By now I can find my way through Old Town with my eyes closed, so long as they keep the tourists penned up for a while. The Charles Bridge is being restored, and its usual pedestrian bottleneck is worse than ever. If you’d rather turn right, through the spectacular Old Town Square, you get to the Parizska Street, the finest collection of the Jugendstil (similar to Art Nouveu) houses east of Paris and west of Vienna — this is what they had in mind when they called it Parizska. Until the end of the nineteenth century it was Jozefov, the Jewish ghetto, and though by now Czechs have earned themselves the reputation of a peaceable nation, in the past Jozefov was the stage for many a pogrom whenever the natives felt irritated for some reason, most notably during the Hussite Wars.
The synagogue is still standing, said to be the oldest in Europe and adjoined by the Jewish Museum, which lists on its walls the names of every Jew from Bohemia and Slovakia who perished in the Holocaust. Madeleine Albright, the former US secretary of state, was reputedly almost brought to tears by finding the names of her lost relatives there. Apparently, she never before suspected that she had been born Jewish, even though a cousin who remained in Czechoslovakia repeatedly urged her to come for a visit and face reality.
In the ancient Jewish cemetery behind the museum lie the remains of Rabbi Lev, allegedly the creator of the Golem. The purported likeness of the Golem is on sale nearby in several sizes, but the original, animated or not, probably never existed since the rabbi was of a strictly rationalist bent and such wizardry would have been an offense to his convictions. He lived in the time of the mad Emperor Rudolph, protector of alchemists and seeker of immortality, who alone is largely responsible for Prague’s fake fame.

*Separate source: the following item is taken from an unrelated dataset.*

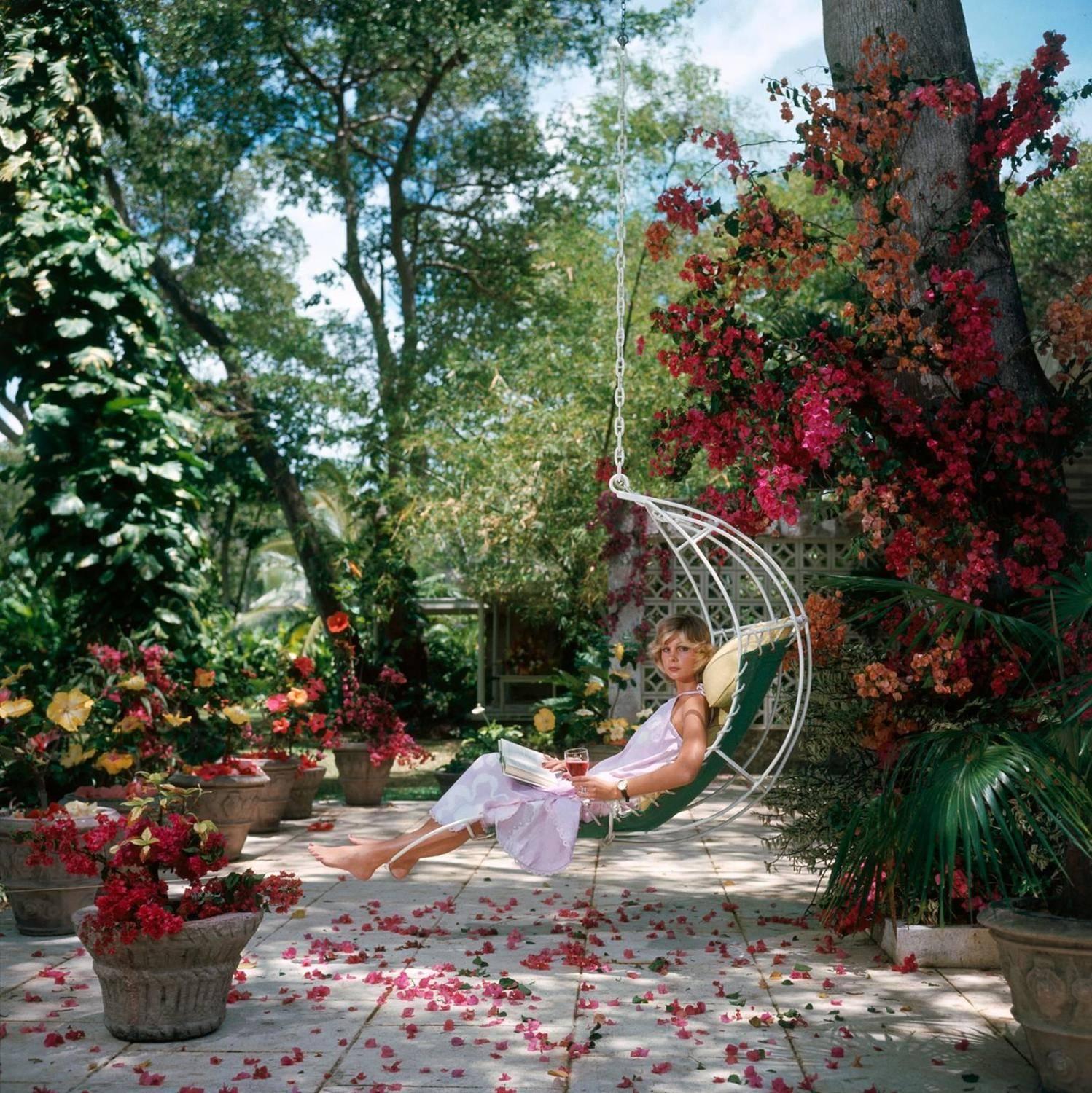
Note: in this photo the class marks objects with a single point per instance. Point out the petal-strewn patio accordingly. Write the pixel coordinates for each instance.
(652, 968)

In reality it was always a city of merchants and artisans, one of the richest commercial centers of the Austro-Hungarian Empire — something its beauty attests to, since the Imperial capital moved elsewhere after Rudolph. Between the wars, independent Czechoslovakia was one of Europe’s power engines; but decades of Communist slavery reduced it to mediocrity. When I first came to Prague in 1995, it was still shabby and unkempt as if awakening from a long sleep. Now it sparkles like a jewel in the gorgeous Indian summer.
Decades ago I was walking the streets of Moscow for what I thought was the last time. In my youth I loved Moscow desperately and could not imagine anything more beautiful. Perhaps I simply didn’t know any better. They used to say that Russian writers wither from nostalgia in exile, but I only missed my friends and considered the city one of them. Moscow isn’t a friend anymore. I go there quite often now; some old friends still survive and there are plenty of new ones. But I have a feeling that my city has been razed and a new one erected in its place, like the fake spic-and-span capital of some oil princedom — which happens to be the truth.
Somehow, it’s Prague that has became my home away from home. It is here that I returned from a journey to the desert where for seventeen years I wandered like the failed prophet in Pushkin’s poem — even though I can’t claim any revelation. But much was left unsaid during those years, and I am trying to make up for them.
Prague has risen from its Communist ashes, and it really is a jewel of a city. In a few weeks, following the sparrows and the Jews, I will leave it for Washington DC — a city which is also beautiful in its stately way, though who would have the temerity to call it a jewel?
Will I ever go back? Curiously, my employer bought me a return ticket with an open date — it’s cheaper than a one-way. I can visit the city again if I wish. But then I’d have to buy another return ticket to DC, which would start a veritable vicious circle. Never is more like it. Space is huge and time is short, or whatever they used to say in the antiquity.